Department of Health (DOH): Medicaid Program: Improper Medicaid Payments to a Transportation Provider (2018-S-10)
The provider reviewed is a private proprietary corporation that has been providing taxi services to Medicaid recipients since September 2012. During the period from Sept. 26, 2012 to Dec. 31, 2016, Medicaid paid the provider $2.4 million for 26,345 transportation claims. Auditors found the provider did not maintain the required documentation to support $1.4 million in transportation claims paid to the provider.

Department of Health (DOH): Medicaid Managed Care Organization Fraud and Abuse Detection (Follow-Up) (2018-F-1)
An initial audit released in July 2016 determined that United HealthCare (UHC) and Amerigroup made improper and questionable payments totaling more than $6.6 million to providers who were excluded from the Medicaid program. Furthermore, recoveries of improper payments by UHC and Amerigroup were very limited. In a follow-up auditors found DOH has made some progress in correcting the problems identified in the initial audit report, but significant actions are still needed.

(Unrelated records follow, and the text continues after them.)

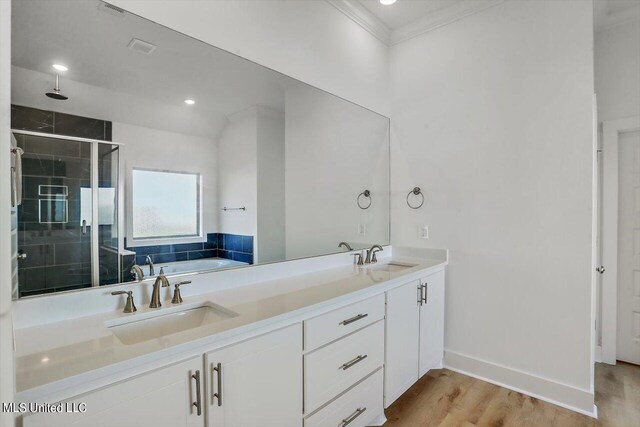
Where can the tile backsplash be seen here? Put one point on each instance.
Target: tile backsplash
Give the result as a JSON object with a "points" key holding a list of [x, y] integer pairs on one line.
{"points": [[218, 245]]}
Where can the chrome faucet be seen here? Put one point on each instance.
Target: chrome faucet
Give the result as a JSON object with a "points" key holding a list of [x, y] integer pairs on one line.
{"points": [[371, 254], [137, 271], [161, 281], [345, 245], [149, 262]]}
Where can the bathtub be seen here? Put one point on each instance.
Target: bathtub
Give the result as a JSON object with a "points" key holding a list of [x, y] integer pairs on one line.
{"points": [[191, 266]]}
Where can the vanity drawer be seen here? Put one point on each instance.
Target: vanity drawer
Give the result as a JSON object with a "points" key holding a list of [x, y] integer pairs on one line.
{"points": [[337, 323], [336, 367], [362, 404]]}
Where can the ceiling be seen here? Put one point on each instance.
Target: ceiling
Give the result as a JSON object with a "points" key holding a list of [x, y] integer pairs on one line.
{"points": [[105, 77], [405, 19], [404, 12]]}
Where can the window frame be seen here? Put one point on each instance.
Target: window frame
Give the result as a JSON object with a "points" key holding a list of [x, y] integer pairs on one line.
{"points": [[177, 239]]}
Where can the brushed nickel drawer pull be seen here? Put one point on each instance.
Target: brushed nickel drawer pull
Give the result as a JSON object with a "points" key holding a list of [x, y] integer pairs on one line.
{"points": [[352, 362], [198, 402], [218, 395], [353, 319], [353, 416]]}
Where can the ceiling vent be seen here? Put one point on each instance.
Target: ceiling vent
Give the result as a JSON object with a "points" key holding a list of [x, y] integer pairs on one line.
{"points": [[111, 9], [141, 46]]}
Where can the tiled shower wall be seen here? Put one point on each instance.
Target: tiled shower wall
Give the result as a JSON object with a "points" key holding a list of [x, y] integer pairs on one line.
{"points": [[58, 255]]}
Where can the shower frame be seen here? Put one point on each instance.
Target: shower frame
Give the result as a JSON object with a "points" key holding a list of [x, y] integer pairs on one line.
{"points": [[94, 164]]}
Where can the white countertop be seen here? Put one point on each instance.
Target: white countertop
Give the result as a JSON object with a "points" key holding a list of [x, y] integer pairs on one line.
{"points": [[52, 357]]}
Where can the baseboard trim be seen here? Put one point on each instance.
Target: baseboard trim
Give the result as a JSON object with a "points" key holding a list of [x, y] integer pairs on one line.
{"points": [[563, 395], [597, 355]]}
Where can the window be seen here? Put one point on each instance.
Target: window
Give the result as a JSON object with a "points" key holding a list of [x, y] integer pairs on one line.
{"points": [[165, 204]]}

Office of Victim Services (OVS): Controls Over Selected Expenditures (2017-S-72)
OVS’ internal controls generally ensure that its expenditures for crime victim compensation claims, forensic rape examinations (FRE) and victim assistance program (VAP) grants were made only to eligible victims and for eligible victim services. Still, auditors identified minor discrepancies in OVS’ verification of FRE provider licenses.

Niagara Frontier Transportation Authority (NFTA): Capital Planning (Follow-Up) (2018-F-16)
An initial audit issued in April 2016, found that NFTA prepared a multi-year and annual capital budget plan as required by Public Authorities Law, but could not demonstrate how these plans addressed its highest capital needs. In addition, auditors found that NFTA management did not maintain documentation to support their decisions on the projects they selected for the capital plan. In a follow-up, auditors found that NFTA has implemented all three recommendations contained in the original audit report.

New York State Health Insurance Program: UnitedHealthcare (United): Overpayments for Out-of-Network Anesthesia Services Provided at In-Network Ambulatory Surgery Centers (ASCs) (2017-S-35)
Auditors identified overpayments totaling $991,357 that occurred because United paid for out-of-network anesthesia services provided at ASCs that were contractually required to use in-network anesthesia providers. Auditors recommended United recover the $991,357 in overpayments and refund the state.